Thursday, May 21

Secretary of State Speaks Out

Myanmar's military regime is allowing reporters and diplomats into the trial of Aung San Suu Kyi.

But allowing access to the trial isn't halting accusations that the hearing is a ploy to keep the pro-democracy leader behind bars through next year's election.

Suu Kyi is accused of violating the terms of her house arrest after an American stayed at her home without official permission. The offense is punishable by up to five years' imprisonment.

The Nobel Peace laureate has been in detention without trial for more than 13 of the past 19 years. She was due to be released next week.

Meantime U.S. Secretary of State Hillary Rodham Clinton says it's "outrageous" that Myanmar's military-led government is still holding Suu Kyi in detention.

Clinton told lawmakers Wednesday at a Capitol Hill hearing that the junta is holding Suu Kyi merely because she is politically popular.

Clinton says elections scheduled in Myanmar for next year are "illegitimate" even before they begin because of the way the junta has treated the Nobel Peace laureate.

Suu Kyi has been in detention without trial for more than 13 of the past 19 years. She is accused of violating the terms of her house arrest after an American man stayed at her home without official permission.

US Secretary of State Hillary Clinton said Wednesday it is "outrageous" that Myanmar had put pro-democracy icon Aung San Suu Kyi on trial but hoped it would end soon and she would be released.

Clinton, speaking to a Senate subcommittee overseeing State Department funding, said the Obama administration was trying to see if third countries could pressure the military junta in Yangon to obtain her release.

"Clearly China, India and others are major players," Clinton said, suggesting these countries would be approached.

"We're going to try (to push for her release), and I don't think I can make any kind of assurance because we don't know whether we will have any success in convincing them otherwise," Clinton told the senators.

"But it is outrageous that they are trying her and that they continue to hold her because of her political popularity and they intend to hold elections in 2010," the chief US diplomat said.

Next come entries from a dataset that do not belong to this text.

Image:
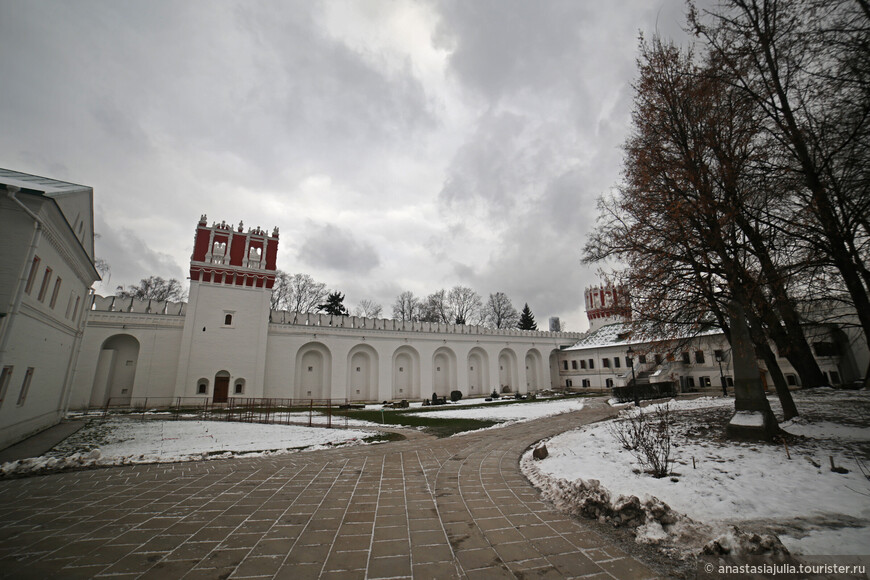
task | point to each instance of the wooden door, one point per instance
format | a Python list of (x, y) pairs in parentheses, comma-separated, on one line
[(221, 389)]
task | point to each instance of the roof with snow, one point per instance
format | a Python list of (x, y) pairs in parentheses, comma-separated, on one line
[(619, 333)]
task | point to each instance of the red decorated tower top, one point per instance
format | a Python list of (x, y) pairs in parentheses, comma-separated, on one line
[(606, 304), (224, 254)]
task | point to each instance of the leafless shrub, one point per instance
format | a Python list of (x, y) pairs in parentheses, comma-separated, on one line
[(648, 437)]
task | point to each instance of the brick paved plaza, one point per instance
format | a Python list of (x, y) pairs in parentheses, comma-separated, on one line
[(422, 508)]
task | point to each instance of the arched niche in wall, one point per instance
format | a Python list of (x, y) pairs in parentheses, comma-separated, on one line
[(406, 373), (116, 371), (313, 377), (362, 373)]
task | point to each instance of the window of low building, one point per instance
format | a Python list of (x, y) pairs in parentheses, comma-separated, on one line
[(25, 386), (31, 277)]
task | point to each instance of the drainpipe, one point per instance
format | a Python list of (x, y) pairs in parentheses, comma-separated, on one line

These elections from the beginning "will be illegitimate because of the way that they have treated her," she continued.

"So it is our hope that this baseless trial will end with a quick release of her and then a return to some political involvement eventually by her and her party," she added.

Aung San Suu Kyi went on trial on Monday on the charges of breaching the terms of her house arrest over a bizarre incident in which an American swam to her lakeside house.

The charges carry a jail term of up to five years and would stretch her detention past its supposed expiry date this month and through controversial elections due in 2010.

John Yettaw, 53, who was held for sneaking into Suu Kyi's house and staying there for two days before he was caught, was also put on trial on charges of breaking the security law and immigration conditions.

Yettaw, 53, apparently used a pair of homemade flippers to swim across a lake to her crumbling residence in an apparent show of solidarity, but Aung San Suu Kyi's main lawyer Kyi Win said they had asked him to leave.